This patch aims to implement POSIX_FADV_WILLNEED and POSIX_FADV_DONTNEED
advices to shmem files which can be helpful for the drivers who may want
to manage the pages of shmem files on their own, like, that are created
through shmem_file_setup[_with_mnt]().
This patchset is unit tested with the below:
(a) Qemu x86_64 with 4 smp cores, 2GB ram, 1Gb swap mounted
on zram block device.
(b) A tmpfs file of size 100MB is created.
(c) Initially this file is filled with a poison value of 0xAA.
(d) POSIX_FADV_[WILL|DONT]NEED is called on this file for a range that
gets generated randomn. This is called for 10K iterations.
(e) Check the poison value at the end of the test. Exit the program if it
is changed.
use the below script:
val1=$(cat /proc/vmstat | grep pswpout | awk '{print $2}')

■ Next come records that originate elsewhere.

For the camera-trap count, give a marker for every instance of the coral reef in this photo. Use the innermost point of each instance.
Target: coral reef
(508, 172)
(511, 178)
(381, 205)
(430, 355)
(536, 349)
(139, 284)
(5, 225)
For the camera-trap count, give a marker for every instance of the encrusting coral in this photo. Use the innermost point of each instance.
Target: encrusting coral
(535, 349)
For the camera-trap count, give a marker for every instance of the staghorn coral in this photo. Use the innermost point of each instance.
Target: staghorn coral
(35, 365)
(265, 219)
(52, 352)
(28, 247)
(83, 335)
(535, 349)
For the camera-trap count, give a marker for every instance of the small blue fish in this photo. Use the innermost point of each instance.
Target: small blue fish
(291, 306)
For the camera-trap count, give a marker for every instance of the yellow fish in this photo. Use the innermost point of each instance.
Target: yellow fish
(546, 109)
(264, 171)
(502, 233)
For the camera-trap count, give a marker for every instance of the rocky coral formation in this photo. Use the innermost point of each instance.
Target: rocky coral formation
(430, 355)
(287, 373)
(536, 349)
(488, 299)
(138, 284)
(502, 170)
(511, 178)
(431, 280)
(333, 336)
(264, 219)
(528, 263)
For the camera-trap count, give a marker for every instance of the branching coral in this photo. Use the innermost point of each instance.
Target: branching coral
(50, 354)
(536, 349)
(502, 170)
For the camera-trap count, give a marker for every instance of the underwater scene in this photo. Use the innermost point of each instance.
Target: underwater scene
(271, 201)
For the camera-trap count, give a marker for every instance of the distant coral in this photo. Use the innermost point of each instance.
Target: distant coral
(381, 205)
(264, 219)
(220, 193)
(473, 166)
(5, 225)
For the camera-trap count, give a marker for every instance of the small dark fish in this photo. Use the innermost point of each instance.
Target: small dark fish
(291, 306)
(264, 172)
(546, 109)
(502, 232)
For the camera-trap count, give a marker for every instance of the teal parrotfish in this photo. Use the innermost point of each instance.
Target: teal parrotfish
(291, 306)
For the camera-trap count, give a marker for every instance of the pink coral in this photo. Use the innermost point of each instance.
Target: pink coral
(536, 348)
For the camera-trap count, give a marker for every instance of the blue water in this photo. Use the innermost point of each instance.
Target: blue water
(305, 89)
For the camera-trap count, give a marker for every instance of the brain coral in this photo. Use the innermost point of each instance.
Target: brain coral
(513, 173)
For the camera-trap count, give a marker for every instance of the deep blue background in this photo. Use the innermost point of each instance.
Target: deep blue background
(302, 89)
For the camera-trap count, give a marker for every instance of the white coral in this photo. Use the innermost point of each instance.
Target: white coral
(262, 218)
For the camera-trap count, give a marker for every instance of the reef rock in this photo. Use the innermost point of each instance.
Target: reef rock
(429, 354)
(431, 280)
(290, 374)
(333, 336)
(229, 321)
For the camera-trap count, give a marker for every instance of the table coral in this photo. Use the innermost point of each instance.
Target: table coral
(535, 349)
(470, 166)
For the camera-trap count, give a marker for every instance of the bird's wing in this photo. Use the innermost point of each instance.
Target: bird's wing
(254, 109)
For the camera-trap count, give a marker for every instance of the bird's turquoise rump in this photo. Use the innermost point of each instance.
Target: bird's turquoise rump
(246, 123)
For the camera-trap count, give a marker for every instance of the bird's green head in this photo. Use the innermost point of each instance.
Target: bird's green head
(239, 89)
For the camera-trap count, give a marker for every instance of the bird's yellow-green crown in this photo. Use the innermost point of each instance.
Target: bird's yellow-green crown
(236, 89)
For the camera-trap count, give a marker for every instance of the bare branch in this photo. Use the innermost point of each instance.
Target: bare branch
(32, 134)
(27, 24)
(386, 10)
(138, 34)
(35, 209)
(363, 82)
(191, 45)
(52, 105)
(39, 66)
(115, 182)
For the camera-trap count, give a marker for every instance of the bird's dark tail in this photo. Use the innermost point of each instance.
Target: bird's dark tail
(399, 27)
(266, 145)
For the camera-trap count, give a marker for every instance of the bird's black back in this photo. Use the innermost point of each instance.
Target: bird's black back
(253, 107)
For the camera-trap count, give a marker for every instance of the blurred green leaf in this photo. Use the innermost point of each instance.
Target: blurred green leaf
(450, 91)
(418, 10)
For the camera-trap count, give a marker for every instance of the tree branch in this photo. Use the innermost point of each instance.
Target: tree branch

str=$(./a.out <tmpfs file>)
res=$(echo $str | awk '{print $1}')
val2=$(cat /proc/vmstat | grep pswpout | awk '{print $2}')
if [[ $res == "FAIL" ]]; then echo $str;
else
if [[ $val1 == $val2 ]]; then echo "FAIL. Does the swap setup is done?";
else echo $res;
fi
fi
------------------------------------------------------------------------
#include <stdio.h>
#include <fcntl.h>
#include <unistd.h>
#include <stdlib.h>
#include <string.h>
#include <sys/mman.h>
#include <sys/types.h>
#include <sys/stat.h>
#include <unistd.h>
#include <fcntl.h>
#include <sys/stat.h>
#define NR_ITER (10000)
unsigned int fd;
void run_tests(int fd, loff_t start, loff_t end)
{
if (posix_fadvise(fd, start, end, POSIX_FADV_DONTNEED)) {
perror("FAIL : fadvise():dont_need_thread\n");
exit(6);
}
if (posix_fadvise(fd, start, end, POSIX_FADV_WILLNEED)) {
perror("FAIL : fadvise():will_need_thread\n");
exit(6);
}
}
void get_rand_range(long size, loff_t *start, loff_t *end)
{
*start = rand() % (size >> 1);
*end = *start + (rand() % size);
if (*end > size)
*start = *end = 0;
}
void fill_pattern(int fd, long size)
{
char *data;
data = mmap(0, size, PROT_READ | PROT_WRITE, MAP_SHARED, fd, 0);
if (data == MAP_FAILED) {
perror("FAIL : mmap()\n");
exit(5);
}
memset(data, 0xAA, size);
munmap(data, size);
}
int check_pattern(int fd, long size)
{
unsigned char *data;
long i;
data = mmap(0, size, PROT_READ, MAP_SHARED, fd, 0);
if (data == MAP_FAILED) {
perror("FAIL : mmap()\n");
exit(4);
}
for (i = 0; i < size; ++i) {
if (data[i] != 0xAA) {
printf("FAIL : Testcase is failed. Seeing %x rather than 0xAA\n", data[i]);
exit(4);
}
}
munmap(data, size);
}
int main(int argc, char **argv)
{
struct stat buf = {0};
loff_t start, end, i;
if (argc < 2) {
printf("FAIL : usage: a.out <tmpfs filename>\n");
exit(1);
}
if (stat(argv[1], &buf)) {
perror("FAIL : stat()\n");
exit(2);
}
fd = open(argv[1], O_RDWR);
if (fd < 0) {
perror("FAIL : open()\n");
exit(3);
}
fill_pattern(fd, buf.st_size);
for (i = NR_ITER; i > 0; --i) {
get_rand_range(buf.st_size, &start, &end);
run_tests(fd, start, end);
}
check_pattern(fd, buf.st_size);
close(fd);
printf("PASS \n");
return 0;
}
------------------------------------------------------------------------
Changes in V8:
-- Addressed the comments and fixed the bug caught by Hugh.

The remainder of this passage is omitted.